Transistor size is an important part of improving computer technology. The smaller your transistors, the more you can fit on a chip, and the faster and more efficient your processor can be. That's why it's such big news that a team at Lawrence Berkeley National Laboratory has successfully built a functional 1 nanometer long transistor gate, which the lab claims is smallest working transistor ever made.
For years, the computing industry has been governed by Moore’s Law, which states that the the number of transistors in a semiconductor circuit doubles every two years. Current generation technology uses 14nm scale technology, with 10nm semiconductors anticipated for release in 2017 or 2018 with products like Intel’s Cannonlake line.
looking to the future, Moore’s law starts to run into trouble
But looking to the future, Moore’s law starts to run into trouble. And by trouble, I mean the laws of physics.
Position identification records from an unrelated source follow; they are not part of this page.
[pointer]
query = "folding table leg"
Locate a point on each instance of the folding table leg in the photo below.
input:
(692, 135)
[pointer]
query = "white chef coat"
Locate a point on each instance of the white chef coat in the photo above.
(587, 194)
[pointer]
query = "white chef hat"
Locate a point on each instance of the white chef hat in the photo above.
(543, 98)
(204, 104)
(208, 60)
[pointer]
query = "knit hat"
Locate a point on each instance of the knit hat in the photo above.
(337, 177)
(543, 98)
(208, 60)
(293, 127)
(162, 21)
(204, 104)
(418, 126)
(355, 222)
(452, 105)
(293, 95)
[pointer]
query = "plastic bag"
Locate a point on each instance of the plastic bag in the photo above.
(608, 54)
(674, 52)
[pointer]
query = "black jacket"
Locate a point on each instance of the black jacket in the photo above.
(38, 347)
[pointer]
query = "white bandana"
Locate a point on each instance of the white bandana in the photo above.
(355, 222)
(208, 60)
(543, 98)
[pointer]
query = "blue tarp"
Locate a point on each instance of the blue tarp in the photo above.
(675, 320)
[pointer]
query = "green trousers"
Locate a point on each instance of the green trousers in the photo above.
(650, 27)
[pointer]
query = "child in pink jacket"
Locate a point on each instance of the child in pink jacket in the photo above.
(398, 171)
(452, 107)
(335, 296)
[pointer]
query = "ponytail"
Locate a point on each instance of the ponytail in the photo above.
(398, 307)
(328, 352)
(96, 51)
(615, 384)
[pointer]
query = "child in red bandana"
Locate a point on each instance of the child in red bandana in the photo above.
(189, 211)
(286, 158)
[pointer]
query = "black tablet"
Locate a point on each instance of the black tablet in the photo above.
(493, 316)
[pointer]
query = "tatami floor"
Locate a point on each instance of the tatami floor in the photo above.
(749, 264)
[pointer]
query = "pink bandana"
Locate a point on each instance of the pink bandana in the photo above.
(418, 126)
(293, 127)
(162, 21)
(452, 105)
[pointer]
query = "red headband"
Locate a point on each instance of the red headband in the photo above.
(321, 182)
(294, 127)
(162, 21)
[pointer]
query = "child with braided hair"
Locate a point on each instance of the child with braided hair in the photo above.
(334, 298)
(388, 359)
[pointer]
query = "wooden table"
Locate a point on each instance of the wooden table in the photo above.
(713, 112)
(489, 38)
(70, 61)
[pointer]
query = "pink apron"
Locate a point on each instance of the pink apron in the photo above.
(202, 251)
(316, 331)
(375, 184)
You see, while the 7nm node is technically possible to produce with silicon, after that point you reach problems, where silicon transistors smaller than 7nm become so physically close together that electrons experience quantum tunneling. So instead of staying in the intended logic gate, the electrons can continuously flow from one gate to the next, essentially making it impossible for the transistors to have an off state.
And while companies like Intel had originally announced that they would be exploring other materials for producing 7nm semiconductors and beyond, the Berkeley Lab research team has beaten them to the punch, using carbon nanotubes and molybdenum disulfide (MoS2 ) to create a sub–7nm transistor. The MoS2 functions as the semiconductor, with the hollow carbon nanotube functioning as the gate to control the flow of electrons.
The research here is still in very early stages
That said, the research here is still in very early stages. At 14nm, a single die has over a billion transistors on it, and the Berkley Lab team has yet to develop a viable method to mass produce the new 1nm transistors or even developed a chip using them. But as a proof of concept alone, the results here are still important – that new materials can continue to allow smaller transistor sizes, and with it increased power and efficiency for the computers of the future.